Tüm yönleriyle düşünüldüğünde, İsrail’in bilinçli şekilde konuyu “Filistin meselesi” olmaktan, “Filistinliler meselesine” dönüştürmeye çalıştığı ortada. Başkenti Doğu Kudüs olan birleşik ve egemen bir Filistin devletinin mevcut şartlarda kurulmasının mümkün olmadığını çok iyi bilen İsrail, bu devletin gelecekte var olabilmesi için gerekli tüm kapasiteyi de yok etmeyi sürdürmeye kararlı. İsrail bundan sonra, işgal altında tuttuğu topraklardaki Filistinlileri başka ülkelere göç ettirmeye daha çok odaklanacak. Bunun önüne geçmenin tek yolu ise; Gazze’de kalıcı ateşkese varılırsa, bunun hemen ardından bağımsız Filistin’in uluslararası alanda tanınırlığını sağlayabilmek için çok güçlü bir kampanya başlatmaktan geçiyor.
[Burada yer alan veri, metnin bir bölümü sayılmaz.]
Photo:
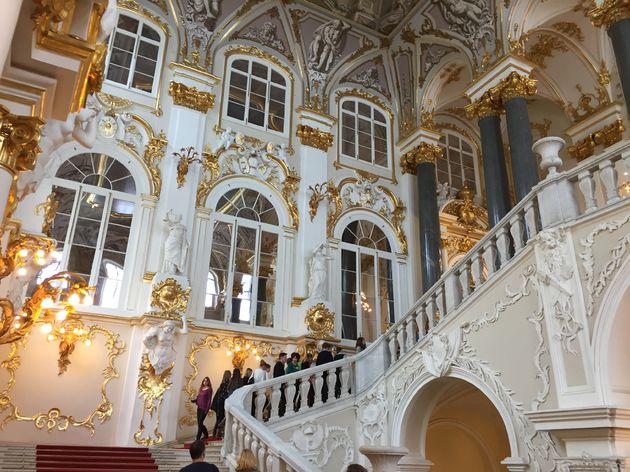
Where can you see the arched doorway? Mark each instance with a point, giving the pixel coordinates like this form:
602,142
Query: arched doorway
453,424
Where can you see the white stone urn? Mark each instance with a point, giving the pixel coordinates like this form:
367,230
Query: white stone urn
549,149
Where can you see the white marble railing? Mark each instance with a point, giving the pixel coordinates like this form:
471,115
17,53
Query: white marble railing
594,184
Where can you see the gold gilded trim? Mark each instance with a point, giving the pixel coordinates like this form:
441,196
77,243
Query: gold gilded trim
190,97
314,137
53,418
609,13
424,153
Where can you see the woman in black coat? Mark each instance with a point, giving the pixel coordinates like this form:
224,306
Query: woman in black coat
218,403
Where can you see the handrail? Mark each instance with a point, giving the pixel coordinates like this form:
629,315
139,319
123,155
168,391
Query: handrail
551,202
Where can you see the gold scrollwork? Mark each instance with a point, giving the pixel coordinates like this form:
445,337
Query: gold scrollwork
424,153
190,97
19,141
170,298
53,418
320,322
153,154
609,13
606,136
151,388
314,137
49,208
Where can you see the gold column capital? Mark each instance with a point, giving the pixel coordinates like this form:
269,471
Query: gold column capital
19,141
424,153
190,97
314,137
609,13
513,86
486,105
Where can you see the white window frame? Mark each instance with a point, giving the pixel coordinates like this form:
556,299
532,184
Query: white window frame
109,195
270,68
132,67
376,254
355,114
259,227
460,172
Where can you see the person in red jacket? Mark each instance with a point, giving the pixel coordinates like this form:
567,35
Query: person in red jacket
203,401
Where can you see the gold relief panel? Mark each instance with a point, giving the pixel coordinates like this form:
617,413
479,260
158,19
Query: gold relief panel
320,322
54,418
190,97
609,13
314,137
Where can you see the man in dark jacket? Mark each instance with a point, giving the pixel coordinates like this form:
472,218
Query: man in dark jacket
278,371
324,357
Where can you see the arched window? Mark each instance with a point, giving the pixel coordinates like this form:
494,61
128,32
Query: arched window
241,282
133,60
257,95
367,287
97,198
457,166
364,134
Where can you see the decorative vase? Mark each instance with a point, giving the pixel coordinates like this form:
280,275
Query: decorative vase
549,149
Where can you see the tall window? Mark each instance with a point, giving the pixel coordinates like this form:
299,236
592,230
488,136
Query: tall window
257,95
241,284
97,198
367,288
457,166
133,59
363,133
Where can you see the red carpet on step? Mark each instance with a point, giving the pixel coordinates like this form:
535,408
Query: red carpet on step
94,459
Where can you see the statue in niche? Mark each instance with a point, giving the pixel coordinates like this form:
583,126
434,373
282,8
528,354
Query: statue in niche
466,15
159,342
175,246
326,45
318,273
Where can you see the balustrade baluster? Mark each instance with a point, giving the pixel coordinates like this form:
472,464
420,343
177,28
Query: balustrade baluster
400,339
587,187
305,386
476,267
530,219
345,381
319,383
392,348
490,256
453,291
410,326
261,397
608,177
275,401
503,245
516,230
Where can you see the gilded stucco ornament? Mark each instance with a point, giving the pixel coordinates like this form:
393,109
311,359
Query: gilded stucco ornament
170,298
320,322
49,209
424,153
19,141
314,137
190,97
609,13
239,155
54,419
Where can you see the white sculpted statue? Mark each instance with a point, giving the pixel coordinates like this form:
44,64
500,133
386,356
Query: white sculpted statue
82,126
318,268
159,342
466,15
326,45
175,246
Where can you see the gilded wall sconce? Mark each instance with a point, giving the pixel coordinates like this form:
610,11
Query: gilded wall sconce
186,157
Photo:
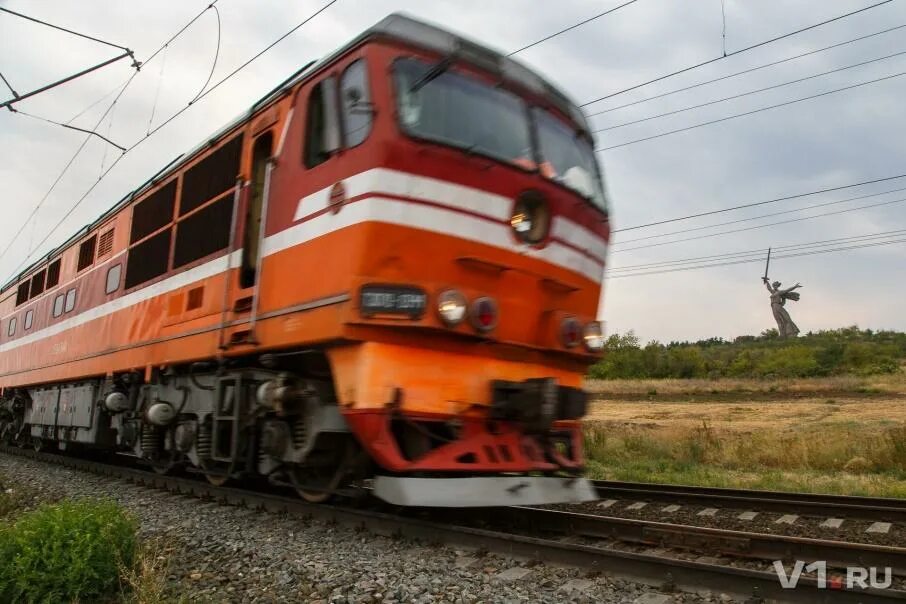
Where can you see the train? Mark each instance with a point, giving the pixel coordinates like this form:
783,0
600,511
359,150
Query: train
385,274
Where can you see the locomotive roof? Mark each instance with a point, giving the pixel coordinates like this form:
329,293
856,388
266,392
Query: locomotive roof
396,26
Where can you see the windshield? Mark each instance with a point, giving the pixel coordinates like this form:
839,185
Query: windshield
455,109
568,158
463,111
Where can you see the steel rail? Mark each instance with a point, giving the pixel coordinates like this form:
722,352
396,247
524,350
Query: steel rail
762,546
816,504
665,572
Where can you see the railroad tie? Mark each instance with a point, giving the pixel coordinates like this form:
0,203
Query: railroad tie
879,527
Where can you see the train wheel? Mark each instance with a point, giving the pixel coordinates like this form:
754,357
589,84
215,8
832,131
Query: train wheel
215,474
317,484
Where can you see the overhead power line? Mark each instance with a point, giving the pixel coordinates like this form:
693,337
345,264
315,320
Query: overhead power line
750,92
571,27
734,53
89,132
760,203
759,217
122,89
69,31
759,251
759,259
745,71
760,226
201,96
26,95
752,112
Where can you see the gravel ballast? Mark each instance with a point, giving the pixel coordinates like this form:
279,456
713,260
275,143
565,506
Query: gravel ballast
219,553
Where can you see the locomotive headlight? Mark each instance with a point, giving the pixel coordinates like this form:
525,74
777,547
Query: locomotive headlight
484,314
570,332
594,336
531,217
451,306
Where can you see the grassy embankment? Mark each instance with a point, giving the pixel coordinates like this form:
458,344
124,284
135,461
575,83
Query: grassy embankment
842,435
73,551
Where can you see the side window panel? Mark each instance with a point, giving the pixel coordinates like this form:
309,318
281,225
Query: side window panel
113,279
58,305
70,301
321,131
355,97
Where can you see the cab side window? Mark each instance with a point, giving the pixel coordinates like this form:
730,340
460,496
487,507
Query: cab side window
355,99
322,137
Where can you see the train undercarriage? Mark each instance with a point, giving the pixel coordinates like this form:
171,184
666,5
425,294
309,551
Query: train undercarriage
276,416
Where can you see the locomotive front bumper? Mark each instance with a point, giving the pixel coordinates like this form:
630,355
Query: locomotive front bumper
483,491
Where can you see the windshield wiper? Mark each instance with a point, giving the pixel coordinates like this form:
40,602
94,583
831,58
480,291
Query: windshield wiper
436,70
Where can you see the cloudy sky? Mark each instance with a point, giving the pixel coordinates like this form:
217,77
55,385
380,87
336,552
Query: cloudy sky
839,139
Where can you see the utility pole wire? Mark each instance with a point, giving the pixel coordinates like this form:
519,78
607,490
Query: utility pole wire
750,92
734,53
750,70
754,111
761,203
570,28
69,31
759,217
760,226
820,243
758,259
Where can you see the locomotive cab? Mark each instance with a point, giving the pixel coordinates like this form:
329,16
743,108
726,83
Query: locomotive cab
456,197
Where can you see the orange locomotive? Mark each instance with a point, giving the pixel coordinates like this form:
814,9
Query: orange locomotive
388,269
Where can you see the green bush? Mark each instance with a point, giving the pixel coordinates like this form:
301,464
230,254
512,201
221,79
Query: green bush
66,552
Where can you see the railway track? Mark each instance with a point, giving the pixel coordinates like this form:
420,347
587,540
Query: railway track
868,508
669,572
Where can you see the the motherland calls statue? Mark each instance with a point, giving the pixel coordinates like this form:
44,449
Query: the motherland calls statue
785,326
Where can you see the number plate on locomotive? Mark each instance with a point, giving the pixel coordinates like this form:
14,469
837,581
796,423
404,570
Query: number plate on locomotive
393,300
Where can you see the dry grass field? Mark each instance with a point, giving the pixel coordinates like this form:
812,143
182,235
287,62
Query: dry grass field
837,435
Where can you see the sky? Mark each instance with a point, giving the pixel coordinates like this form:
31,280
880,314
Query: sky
835,140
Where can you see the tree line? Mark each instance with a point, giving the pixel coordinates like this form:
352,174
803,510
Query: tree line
845,351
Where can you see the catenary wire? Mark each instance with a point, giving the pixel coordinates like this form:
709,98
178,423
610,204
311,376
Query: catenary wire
216,56
735,52
761,203
75,155
81,147
760,226
69,31
8,85
760,216
84,196
760,259
571,27
745,71
752,112
750,92
64,125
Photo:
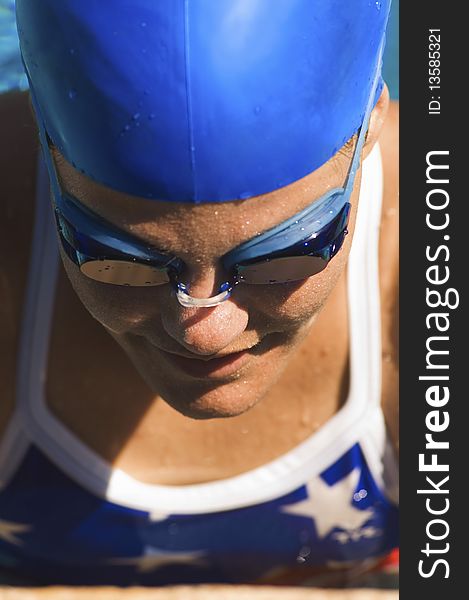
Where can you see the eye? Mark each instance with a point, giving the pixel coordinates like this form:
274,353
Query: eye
126,273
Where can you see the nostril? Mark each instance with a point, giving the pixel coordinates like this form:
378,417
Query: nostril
205,331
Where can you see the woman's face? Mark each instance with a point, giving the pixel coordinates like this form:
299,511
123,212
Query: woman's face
208,362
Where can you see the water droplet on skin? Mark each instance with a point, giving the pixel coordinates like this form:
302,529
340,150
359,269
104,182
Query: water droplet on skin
303,554
173,529
360,495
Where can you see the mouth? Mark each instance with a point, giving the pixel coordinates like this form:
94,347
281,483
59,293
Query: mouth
219,367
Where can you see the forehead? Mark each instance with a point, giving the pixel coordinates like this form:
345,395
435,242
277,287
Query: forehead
207,226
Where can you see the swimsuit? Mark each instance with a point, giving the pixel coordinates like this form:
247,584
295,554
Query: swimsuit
66,516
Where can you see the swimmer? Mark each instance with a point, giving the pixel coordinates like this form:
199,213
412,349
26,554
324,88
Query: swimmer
199,286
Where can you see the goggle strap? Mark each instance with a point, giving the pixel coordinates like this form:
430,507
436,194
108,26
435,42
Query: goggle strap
354,166
53,178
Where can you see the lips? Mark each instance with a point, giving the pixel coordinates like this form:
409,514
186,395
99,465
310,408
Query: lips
208,368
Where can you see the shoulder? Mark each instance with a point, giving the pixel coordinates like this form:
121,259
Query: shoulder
18,152
389,270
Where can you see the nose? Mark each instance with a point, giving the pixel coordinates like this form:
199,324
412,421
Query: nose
202,330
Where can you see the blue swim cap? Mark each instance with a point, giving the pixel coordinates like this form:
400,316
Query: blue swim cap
200,100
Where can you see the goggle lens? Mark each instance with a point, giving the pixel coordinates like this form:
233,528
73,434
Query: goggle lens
121,272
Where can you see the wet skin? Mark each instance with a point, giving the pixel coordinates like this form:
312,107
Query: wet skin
220,361
297,332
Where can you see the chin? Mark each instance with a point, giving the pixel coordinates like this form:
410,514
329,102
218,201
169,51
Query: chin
223,401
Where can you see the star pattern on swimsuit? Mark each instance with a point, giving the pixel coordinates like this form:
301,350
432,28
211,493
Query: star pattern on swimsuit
322,502
9,530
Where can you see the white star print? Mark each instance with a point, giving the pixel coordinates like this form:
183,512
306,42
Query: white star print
158,516
9,531
330,506
154,558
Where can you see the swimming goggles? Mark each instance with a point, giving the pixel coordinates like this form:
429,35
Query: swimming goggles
296,249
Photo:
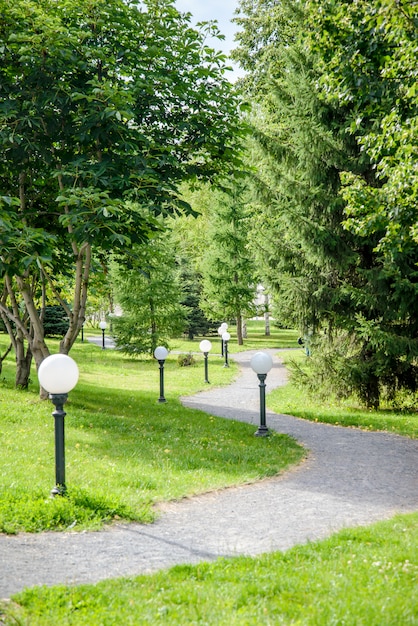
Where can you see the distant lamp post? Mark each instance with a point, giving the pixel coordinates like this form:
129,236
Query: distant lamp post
58,374
205,347
225,338
161,354
262,363
103,326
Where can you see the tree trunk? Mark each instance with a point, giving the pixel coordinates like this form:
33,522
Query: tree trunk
266,315
239,330
23,363
77,314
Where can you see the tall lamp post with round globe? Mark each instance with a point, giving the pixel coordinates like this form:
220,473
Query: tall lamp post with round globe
58,374
161,354
103,327
261,363
205,347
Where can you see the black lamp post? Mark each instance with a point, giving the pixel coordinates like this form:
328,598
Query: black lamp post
103,326
161,354
58,374
225,338
262,363
205,347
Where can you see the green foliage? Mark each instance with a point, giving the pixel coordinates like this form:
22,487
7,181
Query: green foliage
331,405
358,576
125,452
106,107
334,193
38,512
184,360
229,275
148,292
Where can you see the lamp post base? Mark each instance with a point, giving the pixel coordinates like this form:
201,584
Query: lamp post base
262,431
58,490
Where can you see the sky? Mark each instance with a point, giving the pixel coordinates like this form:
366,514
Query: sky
220,10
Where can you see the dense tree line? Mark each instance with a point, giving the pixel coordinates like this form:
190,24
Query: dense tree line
105,108
335,162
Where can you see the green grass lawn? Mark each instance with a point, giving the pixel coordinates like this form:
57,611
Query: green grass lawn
125,451
360,577
255,340
293,401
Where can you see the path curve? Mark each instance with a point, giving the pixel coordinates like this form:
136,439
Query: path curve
351,477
Filistin konusunda garantörlük önerisi getiren Türkiye böyle bir kampanyanın öncülerinden olabilir. Bu çabanın başarıya ulaşabilmesi için Filistin meselesinin çözümünde somut bir faydaları olmayan bölge ülkelerinin katkıları değil, ülkelerinde bu konuda en fazla duyarlılık oluşan Brezilya, Güney Afrika ve İspanya gibi ülkelerin yardımları etkili olacaktır. Başka bir ifadeyle, Filistin bölgesel ve Arap ülkeleri merkezli bir konu olmaktan çıkarılarak, uluslararası bir niteliğe kavuşturulmalıdır. Daha önce denenmiş ve sonuç alınamamış her türlü girişim, Filistin’in Filistinlilerden “arındırılması” için İsrail’e daha fazla zaman kazandırmaktan öteye bir sonuç doğurmayacaktır.